Каждое ложе вмещало до трех человек, и как римляне любили повторять: «застолье должно начинаться с числа граций и доходить до числа муз», в трапезе принимали участие от трех до девяти человек. Обед – не просто время приема пищи, но важная часть жизни: всегда предполагал приглашенных гостей и общение сотрапезников, беседа ценилась неимоверно высоко, именно поэтому обед в одиночку был редчайшим исключением и представлялся каким-то недоразумением или просто безумным стечением обстоятельств.

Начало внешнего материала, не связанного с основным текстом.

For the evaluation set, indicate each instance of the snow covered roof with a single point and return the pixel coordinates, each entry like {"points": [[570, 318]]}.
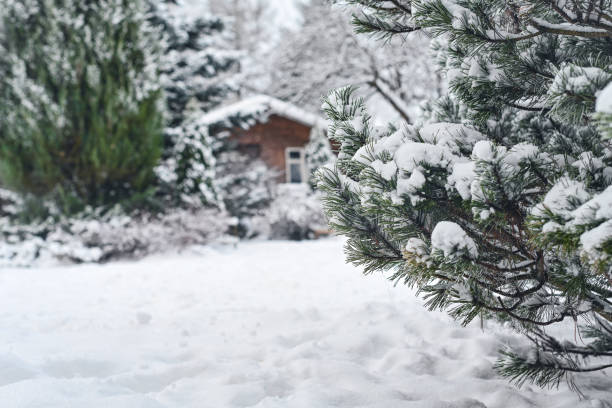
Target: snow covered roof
{"points": [[261, 107]]}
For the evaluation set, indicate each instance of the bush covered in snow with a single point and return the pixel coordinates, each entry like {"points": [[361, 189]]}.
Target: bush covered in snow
{"points": [[295, 214], [96, 236]]}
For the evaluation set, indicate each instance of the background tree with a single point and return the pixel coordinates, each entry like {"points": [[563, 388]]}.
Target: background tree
{"points": [[324, 53], [500, 210], [198, 73], [252, 32], [79, 116]]}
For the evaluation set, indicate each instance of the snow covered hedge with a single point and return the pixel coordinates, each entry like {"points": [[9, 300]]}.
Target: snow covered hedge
{"points": [[99, 237]]}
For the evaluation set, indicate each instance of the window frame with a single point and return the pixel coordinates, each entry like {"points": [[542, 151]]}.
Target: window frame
{"points": [[289, 161]]}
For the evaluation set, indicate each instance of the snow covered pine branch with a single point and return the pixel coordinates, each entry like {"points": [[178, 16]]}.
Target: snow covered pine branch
{"points": [[501, 206]]}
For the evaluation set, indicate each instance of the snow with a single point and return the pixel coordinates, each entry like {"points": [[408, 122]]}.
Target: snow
{"points": [[561, 198], [604, 100], [263, 106], [462, 177], [265, 324], [450, 238]]}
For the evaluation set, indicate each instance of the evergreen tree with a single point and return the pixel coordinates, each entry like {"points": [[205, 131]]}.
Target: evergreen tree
{"points": [[501, 208], [79, 115], [304, 67], [197, 70], [318, 152]]}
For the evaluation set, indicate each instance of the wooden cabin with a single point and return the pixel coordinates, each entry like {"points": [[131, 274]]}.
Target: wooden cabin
{"points": [[277, 133]]}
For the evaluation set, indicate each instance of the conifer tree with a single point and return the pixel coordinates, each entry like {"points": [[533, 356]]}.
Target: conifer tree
{"points": [[499, 208], [197, 73], [79, 114]]}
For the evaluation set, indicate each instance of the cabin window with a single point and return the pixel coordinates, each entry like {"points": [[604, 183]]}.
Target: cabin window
{"points": [[252, 150], [295, 165]]}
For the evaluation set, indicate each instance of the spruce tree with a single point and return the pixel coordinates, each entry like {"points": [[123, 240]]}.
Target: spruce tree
{"points": [[500, 208], [197, 75], [79, 114]]}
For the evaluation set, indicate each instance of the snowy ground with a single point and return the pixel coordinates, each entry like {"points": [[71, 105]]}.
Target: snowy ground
{"points": [[270, 324]]}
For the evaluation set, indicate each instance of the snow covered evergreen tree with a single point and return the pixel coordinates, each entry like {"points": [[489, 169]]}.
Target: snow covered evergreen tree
{"points": [[79, 100], [502, 208], [318, 152], [197, 70]]}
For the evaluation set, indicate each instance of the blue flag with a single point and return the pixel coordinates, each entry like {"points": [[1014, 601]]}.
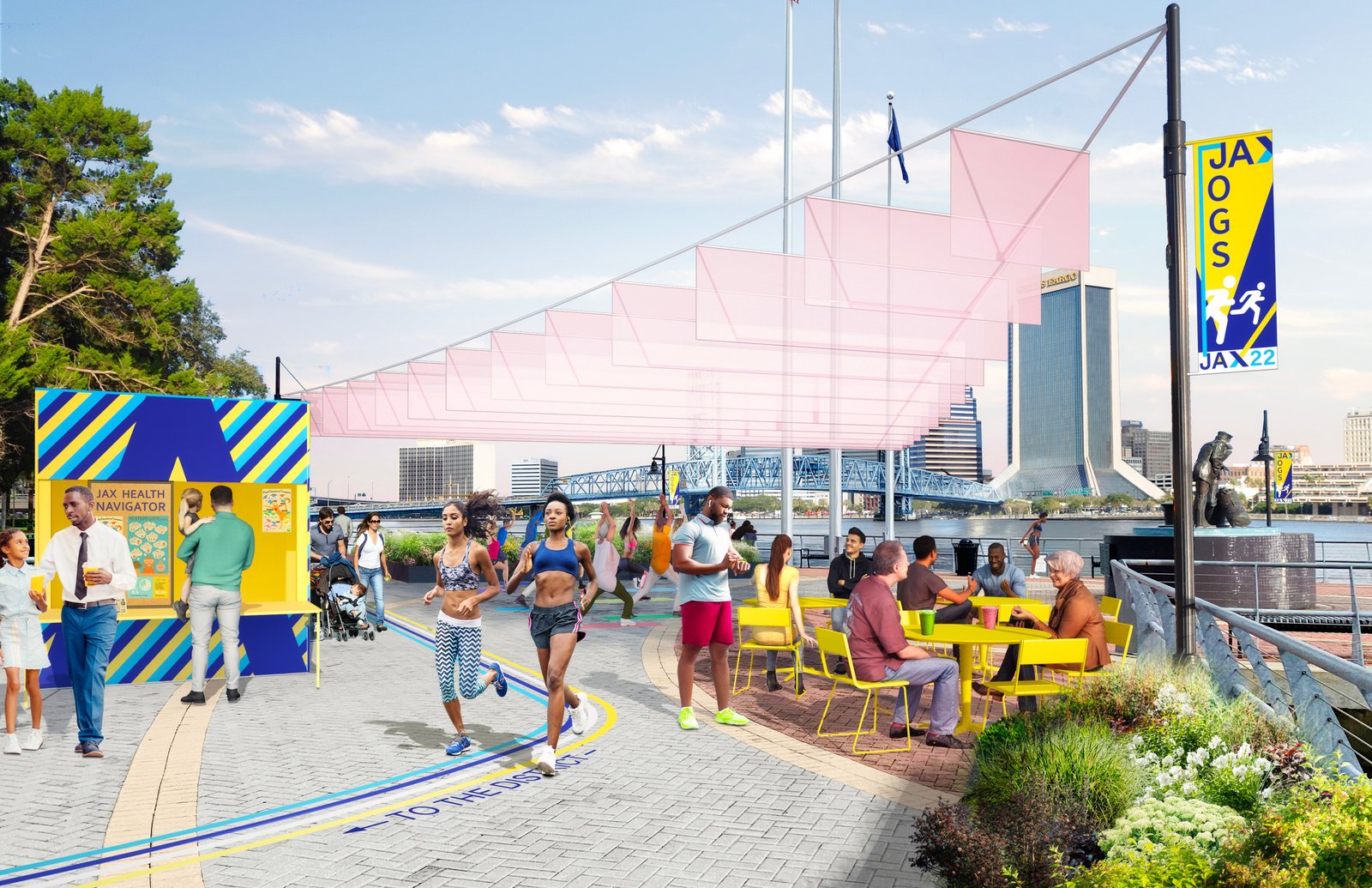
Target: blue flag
{"points": [[894, 140]]}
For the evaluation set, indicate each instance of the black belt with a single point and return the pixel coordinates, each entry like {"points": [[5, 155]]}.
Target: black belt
{"points": [[84, 606]]}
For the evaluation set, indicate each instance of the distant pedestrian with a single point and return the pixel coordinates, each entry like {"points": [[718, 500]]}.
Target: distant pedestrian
{"points": [[24, 596], [223, 551], [461, 567], [374, 571], [607, 567], [703, 555], [96, 571], [1032, 540], [328, 544], [343, 522], [556, 620]]}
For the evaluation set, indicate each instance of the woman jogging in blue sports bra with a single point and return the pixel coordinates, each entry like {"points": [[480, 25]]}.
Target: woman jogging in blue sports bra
{"points": [[457, 636], [556, 619]]}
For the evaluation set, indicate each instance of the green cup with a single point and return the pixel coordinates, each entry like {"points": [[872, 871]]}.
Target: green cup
{"points": [[926, 622]]}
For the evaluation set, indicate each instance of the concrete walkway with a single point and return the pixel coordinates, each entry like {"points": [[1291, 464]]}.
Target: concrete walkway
{"points": [[347, 784]]}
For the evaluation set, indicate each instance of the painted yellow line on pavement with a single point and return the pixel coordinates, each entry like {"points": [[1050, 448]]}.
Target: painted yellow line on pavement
{"points": [[611, 718]]}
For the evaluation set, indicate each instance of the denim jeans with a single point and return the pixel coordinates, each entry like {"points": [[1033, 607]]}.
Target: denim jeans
{"points": [[375, 579], [208, 606], [943, 707], [88, 636]]}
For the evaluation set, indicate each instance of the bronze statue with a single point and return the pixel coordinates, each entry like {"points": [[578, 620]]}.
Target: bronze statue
{"points": [[1230, 510], [1207, 475]]}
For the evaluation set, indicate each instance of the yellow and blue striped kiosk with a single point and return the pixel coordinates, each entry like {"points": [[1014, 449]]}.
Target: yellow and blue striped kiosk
{"points": [[139, 453]]}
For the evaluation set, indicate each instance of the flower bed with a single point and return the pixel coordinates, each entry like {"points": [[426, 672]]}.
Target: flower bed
{"points": [[1149, 777]]}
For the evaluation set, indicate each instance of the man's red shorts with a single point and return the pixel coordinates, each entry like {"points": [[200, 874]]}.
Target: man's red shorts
{"points": [[707, 622]]}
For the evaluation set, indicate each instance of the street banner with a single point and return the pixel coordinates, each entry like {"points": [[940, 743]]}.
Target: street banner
{"points": [[1282, 478], [1235, 316]]}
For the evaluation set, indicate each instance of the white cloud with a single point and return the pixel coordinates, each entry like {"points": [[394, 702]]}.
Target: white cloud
{"points": [[1019, 27], [310, 257], [802, 105]]}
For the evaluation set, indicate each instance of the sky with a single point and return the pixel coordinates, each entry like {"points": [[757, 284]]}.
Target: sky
{"points": [[364, 183]]}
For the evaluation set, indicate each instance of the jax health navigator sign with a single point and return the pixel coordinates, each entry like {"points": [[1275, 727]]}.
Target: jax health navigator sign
{"points": [[1235, 316]]}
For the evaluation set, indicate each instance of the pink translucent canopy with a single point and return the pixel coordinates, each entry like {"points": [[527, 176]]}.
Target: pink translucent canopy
{"points": [[861, 341]]}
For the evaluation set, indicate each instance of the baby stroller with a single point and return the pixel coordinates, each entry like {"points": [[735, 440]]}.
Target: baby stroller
{"points": [[333, 589]]}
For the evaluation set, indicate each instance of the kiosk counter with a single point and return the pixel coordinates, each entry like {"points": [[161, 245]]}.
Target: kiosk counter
{"points": [[139, 455]]}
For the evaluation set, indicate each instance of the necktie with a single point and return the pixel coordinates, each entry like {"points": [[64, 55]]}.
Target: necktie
{"points": [[81, 555]]}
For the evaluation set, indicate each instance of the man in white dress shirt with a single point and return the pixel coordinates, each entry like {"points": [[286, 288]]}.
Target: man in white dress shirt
{"points": [[88, 551]]}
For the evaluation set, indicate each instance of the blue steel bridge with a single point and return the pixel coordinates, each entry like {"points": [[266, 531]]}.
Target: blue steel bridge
{"points": [[747, 475]]}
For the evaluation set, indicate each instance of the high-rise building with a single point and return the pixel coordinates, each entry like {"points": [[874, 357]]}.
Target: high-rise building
{"points": [[1065, 394], [1357, 437], [439, 469], [532, 478], [954, 446], [1147, 450]]}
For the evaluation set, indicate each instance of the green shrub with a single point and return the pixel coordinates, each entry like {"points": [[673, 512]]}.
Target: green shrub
{"points": [[1152, 824], [1080, 762], [1319, 837], [1172, 867]]}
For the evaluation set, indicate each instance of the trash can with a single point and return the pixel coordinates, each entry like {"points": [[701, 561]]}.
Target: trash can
{"points": [[965, 556]]}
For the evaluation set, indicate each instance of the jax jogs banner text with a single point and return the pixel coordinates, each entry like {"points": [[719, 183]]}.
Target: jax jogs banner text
{"points": [[1235, 317]]}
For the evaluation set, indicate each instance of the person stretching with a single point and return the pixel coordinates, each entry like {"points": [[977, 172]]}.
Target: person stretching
{"points": [[703, 555], [457, 636], [607, 565], [556, 620]]}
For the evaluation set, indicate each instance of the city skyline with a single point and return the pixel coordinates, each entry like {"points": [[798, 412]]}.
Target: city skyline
{"points": [[299, 176]]}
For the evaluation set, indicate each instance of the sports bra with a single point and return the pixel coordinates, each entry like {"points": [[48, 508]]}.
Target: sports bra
{"points": [[461, 577], [563, 559]]}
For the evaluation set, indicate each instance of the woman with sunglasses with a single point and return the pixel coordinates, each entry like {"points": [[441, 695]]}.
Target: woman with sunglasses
{"points": [[370, 563]]}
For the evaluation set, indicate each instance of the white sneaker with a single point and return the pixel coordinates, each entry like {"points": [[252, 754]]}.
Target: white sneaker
{"points": [[546, 761], [583, 716]]}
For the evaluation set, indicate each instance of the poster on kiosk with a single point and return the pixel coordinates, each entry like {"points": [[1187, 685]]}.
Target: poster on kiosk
{"points": [[141, 455]]}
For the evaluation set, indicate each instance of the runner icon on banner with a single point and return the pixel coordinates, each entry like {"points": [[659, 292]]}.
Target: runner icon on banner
{"points": [[1235, 316]]}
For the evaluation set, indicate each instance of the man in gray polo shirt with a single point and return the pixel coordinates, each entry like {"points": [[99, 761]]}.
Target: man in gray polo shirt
{"points": [[703, 555]]}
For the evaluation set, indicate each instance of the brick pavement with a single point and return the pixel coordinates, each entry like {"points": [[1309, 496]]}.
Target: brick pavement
{"points": [[647, 805]]}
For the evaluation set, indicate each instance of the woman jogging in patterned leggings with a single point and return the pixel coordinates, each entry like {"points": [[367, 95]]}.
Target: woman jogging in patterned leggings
{"points": [[457, 636], [556, 620]]}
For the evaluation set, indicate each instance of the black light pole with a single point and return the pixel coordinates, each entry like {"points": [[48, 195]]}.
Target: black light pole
{"points": [[1266, 457], [1175, 176]]}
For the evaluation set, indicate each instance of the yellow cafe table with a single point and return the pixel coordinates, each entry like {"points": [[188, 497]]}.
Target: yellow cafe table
{"points": [[965, 637]]}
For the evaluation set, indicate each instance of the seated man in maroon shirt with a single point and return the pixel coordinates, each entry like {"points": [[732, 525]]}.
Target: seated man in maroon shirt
{"points": [[882, 652]]}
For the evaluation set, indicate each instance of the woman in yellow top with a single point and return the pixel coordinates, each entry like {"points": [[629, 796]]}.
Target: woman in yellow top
{"points": [[779, 586], [662, 562]]}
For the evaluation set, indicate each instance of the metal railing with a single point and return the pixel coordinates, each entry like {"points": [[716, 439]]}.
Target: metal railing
{"points": [[1305, 699]]}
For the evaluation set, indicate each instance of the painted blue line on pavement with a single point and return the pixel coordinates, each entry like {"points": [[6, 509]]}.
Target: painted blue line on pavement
{"points": [[285, 812]]}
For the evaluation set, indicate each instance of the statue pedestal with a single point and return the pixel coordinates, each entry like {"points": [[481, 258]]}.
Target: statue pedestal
{"points": [[1228, 586]]}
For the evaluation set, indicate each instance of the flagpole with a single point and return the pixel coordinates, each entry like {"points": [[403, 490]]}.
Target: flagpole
{"points": [[786, 466], [891, 455], [836, 455]]}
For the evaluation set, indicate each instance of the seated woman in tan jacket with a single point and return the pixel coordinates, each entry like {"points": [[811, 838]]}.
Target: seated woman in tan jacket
{"points": [[1074, 615]]}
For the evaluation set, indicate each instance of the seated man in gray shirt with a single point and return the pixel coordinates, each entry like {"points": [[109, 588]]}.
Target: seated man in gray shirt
{"points": [[998, 577]]}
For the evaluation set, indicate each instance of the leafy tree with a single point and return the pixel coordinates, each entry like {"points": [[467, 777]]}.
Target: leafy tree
{"points": [[89, 246]]}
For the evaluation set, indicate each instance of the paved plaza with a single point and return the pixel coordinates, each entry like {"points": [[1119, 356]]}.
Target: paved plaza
{"points": [[346, 784]]}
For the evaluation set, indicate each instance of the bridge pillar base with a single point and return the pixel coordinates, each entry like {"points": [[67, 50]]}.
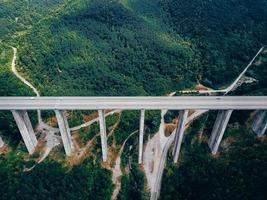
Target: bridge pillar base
{"points": [[64, 131], [260, 123], [218, 129], [103, 134], [25, 127], [183, 114], [141, 136], [1, 142]]}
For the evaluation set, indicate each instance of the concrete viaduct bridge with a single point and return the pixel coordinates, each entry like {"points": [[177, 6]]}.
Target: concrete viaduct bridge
{"points": [[224, 104]]}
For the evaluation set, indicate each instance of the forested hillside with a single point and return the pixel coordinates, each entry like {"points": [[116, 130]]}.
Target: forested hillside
{"points": [[133, 47]]}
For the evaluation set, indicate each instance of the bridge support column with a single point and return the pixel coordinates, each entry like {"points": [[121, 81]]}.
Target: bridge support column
{"points": [[218, 130], [103, 134], [141, 136], [260, 123], [1, 142], [64, 131], [183, 114], [25, 127]]}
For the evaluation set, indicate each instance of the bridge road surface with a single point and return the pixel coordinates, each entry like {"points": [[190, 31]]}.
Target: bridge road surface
{"points": [[135, 103]]}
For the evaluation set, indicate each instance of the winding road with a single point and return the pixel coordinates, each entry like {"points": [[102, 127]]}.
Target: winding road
{"points": [[230, 87], [15, 72]]}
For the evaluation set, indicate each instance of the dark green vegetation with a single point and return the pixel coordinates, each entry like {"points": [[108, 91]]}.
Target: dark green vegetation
{"points": [[50, 180], [226, 33], [237, 173], [134, 47]]}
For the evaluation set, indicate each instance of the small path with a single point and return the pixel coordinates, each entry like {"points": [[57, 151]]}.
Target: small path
{"points": [[230, 87], [116, 171]]}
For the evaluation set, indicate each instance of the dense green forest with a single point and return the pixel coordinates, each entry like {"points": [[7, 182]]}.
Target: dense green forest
{"points": [[134, 47]]}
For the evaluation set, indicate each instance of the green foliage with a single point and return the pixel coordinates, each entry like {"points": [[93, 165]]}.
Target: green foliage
{"points": [[51, 180], [226, 33]]}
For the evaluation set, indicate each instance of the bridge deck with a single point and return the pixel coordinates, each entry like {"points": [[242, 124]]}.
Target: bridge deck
{"points": [[134, 103]]}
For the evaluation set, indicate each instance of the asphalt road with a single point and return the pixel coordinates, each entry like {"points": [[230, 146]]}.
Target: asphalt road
{"points": [[134, 103]]}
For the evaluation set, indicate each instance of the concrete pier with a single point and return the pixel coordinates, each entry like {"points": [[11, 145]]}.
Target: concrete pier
{"points": [[1, 142], [25, 127], [141, 136], [259, 125], [183, 114], [218, 130], [103, 134], [64, 131]]}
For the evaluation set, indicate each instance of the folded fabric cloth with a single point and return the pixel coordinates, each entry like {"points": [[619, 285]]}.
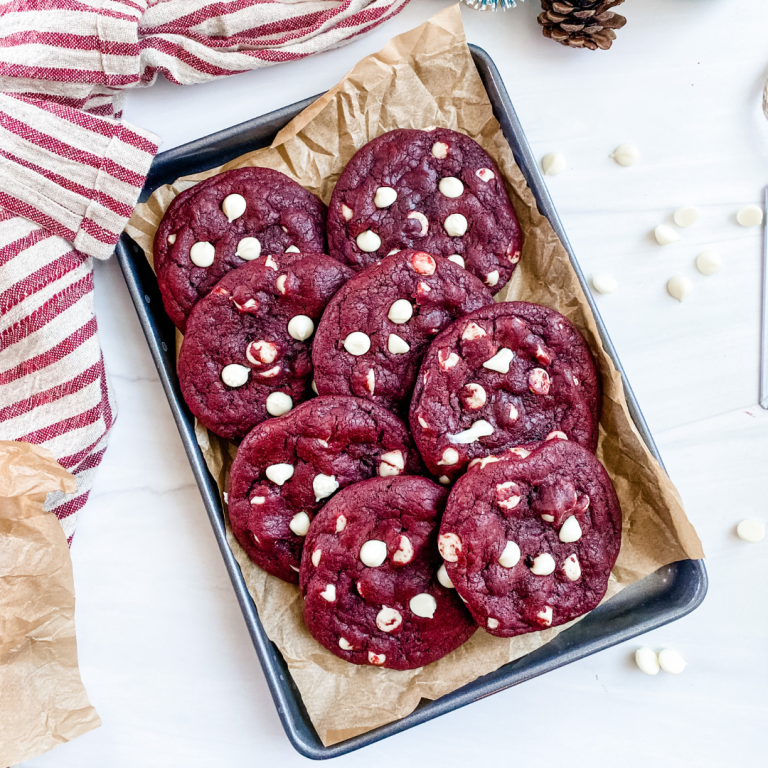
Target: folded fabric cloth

Сейчас в триклинии находилось шесть человек, возлегавших по двое на каждом ложе. Надо заметить, что верхняя поверхность ложа устраивалась слегка наклонно и повышалась в сторону стола. На нос было набросано довольно много разных, но с преобладанием зеленого цвета, тканей и подушек, которыми выкладывали верхний край ложа и, кроме того, отделяли место одного сотрапезника от места другого.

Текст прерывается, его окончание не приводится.